🤖 AI Summary
To address the challenge of insufficient clean training data in low-data inverse imaging reconstruction, this paper proposes UGoDIT: an unsupervised grouped deep image prior framework. UGoDIT requires only *M* undersampled measurements—no ground-truth labels or large-scale datasets—and jointly learns transferable priors via a shared encoder and decoupled multi-decoder architecture; at test time, the encoder is frozen while individual decoders are fine-tuned for rapid adaptive reconstruction. Its key innovation lies in the first integration of grouped deep image priors with transferable weight learning, balancing generalizability and computational efficiency. Extensive experiments on multi-coil MRI reconstruction, single-image super-resolution, and nonlinear deblurring demonstrate that UGoDIT significantly outperforms single-sample DIP—achieving faster convergence and reconstruction quality on par with state-of-the-art supervised methods and diffusion-based models.
📝 Abstract
Recent advances in data-centric deep generative models have led to significant progress in solving inverse imaging problems. However, these models (e.g., diffusion models (DMs)) typically require large amounts of fully sampled (clean) training data, which is often impractical in medical and scientific settings such as dynamic imaging.

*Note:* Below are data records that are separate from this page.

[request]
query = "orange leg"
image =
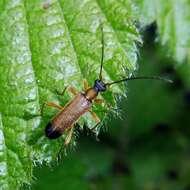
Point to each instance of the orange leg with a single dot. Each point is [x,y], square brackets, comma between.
[61,93]
[69,136]
[85,84]
[99,101]
[96,119]
[51,104]
[73,90]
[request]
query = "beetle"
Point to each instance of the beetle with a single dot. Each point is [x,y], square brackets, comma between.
[81,103]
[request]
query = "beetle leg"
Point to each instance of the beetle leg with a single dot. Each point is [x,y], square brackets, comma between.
[51,104]
[73,90]
[69,136]
[99,101]
[85,84]
[61,93]
[96,119]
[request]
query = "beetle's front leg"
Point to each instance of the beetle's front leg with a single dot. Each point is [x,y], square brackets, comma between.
[50,104]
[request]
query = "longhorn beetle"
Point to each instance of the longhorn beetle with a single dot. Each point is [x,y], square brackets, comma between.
[81,103]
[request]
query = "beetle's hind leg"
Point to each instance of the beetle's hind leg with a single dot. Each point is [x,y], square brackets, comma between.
[66,141]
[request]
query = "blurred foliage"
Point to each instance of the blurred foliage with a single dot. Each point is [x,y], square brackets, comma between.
[173,20]
[45,46]
[148,149]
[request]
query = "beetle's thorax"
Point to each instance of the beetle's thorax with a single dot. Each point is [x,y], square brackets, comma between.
[92,93]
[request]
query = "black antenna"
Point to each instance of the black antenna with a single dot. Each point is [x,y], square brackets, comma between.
[138,78]
[102,58]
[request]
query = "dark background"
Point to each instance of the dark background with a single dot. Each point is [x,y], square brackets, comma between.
[148,148]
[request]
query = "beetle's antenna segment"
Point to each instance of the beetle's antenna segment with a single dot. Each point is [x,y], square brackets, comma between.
[139,78]
[102,57]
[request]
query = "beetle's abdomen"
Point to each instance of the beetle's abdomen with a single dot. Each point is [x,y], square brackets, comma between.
[66,118]
[51,132]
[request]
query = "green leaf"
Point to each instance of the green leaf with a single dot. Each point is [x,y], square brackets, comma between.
[46,46]
[173,20]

On the other hand, training-data-free approaches like the Deep Image Prior (DIP) do not require clean ground-truth images but suffer from noise overfitting and can be computationally expensive as the network parameters need to be optimized for each measurement set independently. Moreover, DIP-based methods often overlook the potential of learning a prior using a small number of sub-sampled measurements (or degraded images) available during training. In this paper, we propose UGoDIT, an Unsupervised Group DIP via Transferable weights, designed for the low-data regime where only a very small number, M, of sub-sampled measurement vectors are available during training. Our method learns a set of transferable weights by optimizing a shared encoder and M disentangled decoders. At test time, we reconstruct the unseen degraded image using a DIP network, where part of the parameters are fixed to the learned weights, while the remaining are optimized to enforce measurement consistency. We evaluate UGoDIT on both medical (multi-coil MRI) and natural (super resolution and non-linear deblurring) image recovery tasks under various settings. Compared to recent standalone DIP methods, UGoDIT provides accelerated convergence and notable improvement in reconstruction quality. Furthermore, our method achieves performance competitive with SOTA DM-based and supervised approaches, despite not requiring large amounts of clean training data.